Il segretario, infatti, ha annunciato le dimissioni. Marescotti ci crede?

“Pensa solo per lui, non ha dignità politica. Aveva detto che se perdeva il referendum costituzionale se ne andava. Parole sue: <Non sono come gli altri, io se perdo mi dimetto dalla politica>, invece ha subito negato se stesso. Ora ha fatto finta di dimettersi, decide pure quando dimettersi perchè in realtà  vuole tenere in mano le redini della situazione. Un personaggio arrogante, uno da Bar Sport“.

Pensa che farà il suo partito personale, En marche renziano? 

“Ha già il suo partito, ha allontanato tutti, ha costruito una sua lista  personale – chi eletto, chi trombato –   sono tutti vicini di casa, li ha tutti in pugno. Sempre che non arrivi un rigurgito di dignità. Ma finirà, un partito privato  lo poteva fare solo Berlsuconi perché aveva i mezzi finanziari, poteva pagare. Ma questo qui… al limite funziona se hai il partito in Toscana ed in Emilia-Romagna dove distribuisce posti di lavoro”.

C’è chi dice di parlare con i 5 Stelle, vedi Chiamparino presidente della Regione Piemonte – , chi propone di tentare un accordo con loro?

“Siamo a parti invertite rispetto a Bersani che fu sbeffeggiato e in quel modo consegnarono il Pd alla destra. Ora sono i 5 Stelle che chiedono al Pd  e lui – Renzi, Ndr – ha già detto che non farà nessun accordo. Non c’è limite al peggio. Eppure ci sono dei punti  in comune, se vogliono si può fare una svolta a sinistra, evitando di  spingere  i 5 Stelle in mano alla Lega”.

Pensa che siano più vicini alla sinistra?

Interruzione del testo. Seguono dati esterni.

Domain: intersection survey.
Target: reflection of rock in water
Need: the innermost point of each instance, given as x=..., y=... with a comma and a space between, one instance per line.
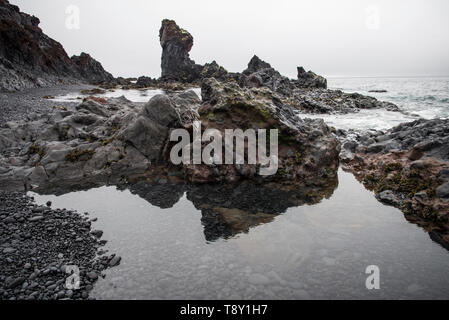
x=161, y=195
x=235, y=208
x=227, y=209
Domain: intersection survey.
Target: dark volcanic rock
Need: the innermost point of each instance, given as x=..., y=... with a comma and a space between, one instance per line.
x=308, y=151
x=176, y=63
x=144, y=82
x=176, y=44
x=91, y=70
x=260, y=74
x=35, y=269
x=406, y=166
x=310, y=79
x=29, y=58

“Nei 5 stelle c’è una minoranza a destra, ma  la gran parte sono ex elettori del Pci e della sinistra. Se tu li spingi a destra non fai gli interessi del paese ma i tuoi“.

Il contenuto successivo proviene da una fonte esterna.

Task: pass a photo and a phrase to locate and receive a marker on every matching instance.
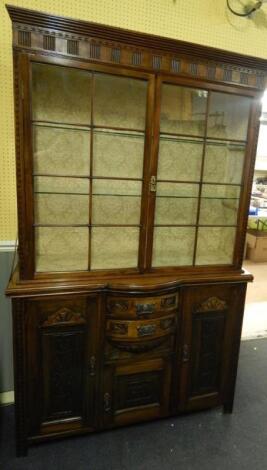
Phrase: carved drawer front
(141, 307)
(139, 330)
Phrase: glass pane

Non ha votato Liberi e Uguali, lo ha  annunciato parlando di partitino e infatti nelle urne non hanno raccolto granché.

“Hanno preso meno voti di noi alle Europee – L’Altra Europa con Tsipras  dove Marescotti era candidato, Ndr –  quando abbiamo superato il 4% e il Pd il 40%. E’ stato un fallimento totale perché non è un partito, ma un lista che serviva ai capi per trovarsi un posto“.

Resta comunista, sempre di sinistra nonostante il voto ai 5 Stelle?

Io non sono un ex Pci,  io sono e resto comunista. Votare 5 Stelle significa non  portare a destra il movimento“.

Gian Basilio Nieddu

Micro Biografia

Ivano Marescotti è  attore in teatro, al cinema, in televisione. Dopo aver lavorato dieci anni all’ufficio edilizia della Provincia di Ravenna, nel 1981 ha scelto il teatro al posto dello stipendio fisso da impiegato. Poi il salto nel cinema, con grandi registi internazionali e nazionali: da Anthony Minghella Ridley Scott, da Marco Risi Roberto BenigniPupi Avati Maurizio Nichetti. Negli anni novanta ritorna ai classici della letteratura: Dante Ariosto, ma in romagnolo. Nel 2014  si candida  alle Europee per la lista Tsipras, ispirata alla sinistra radicale, e continua a recitare. Uno degli ultimi lavori è la recitazione in “A casa tutti bene” di Gabriele Muccino.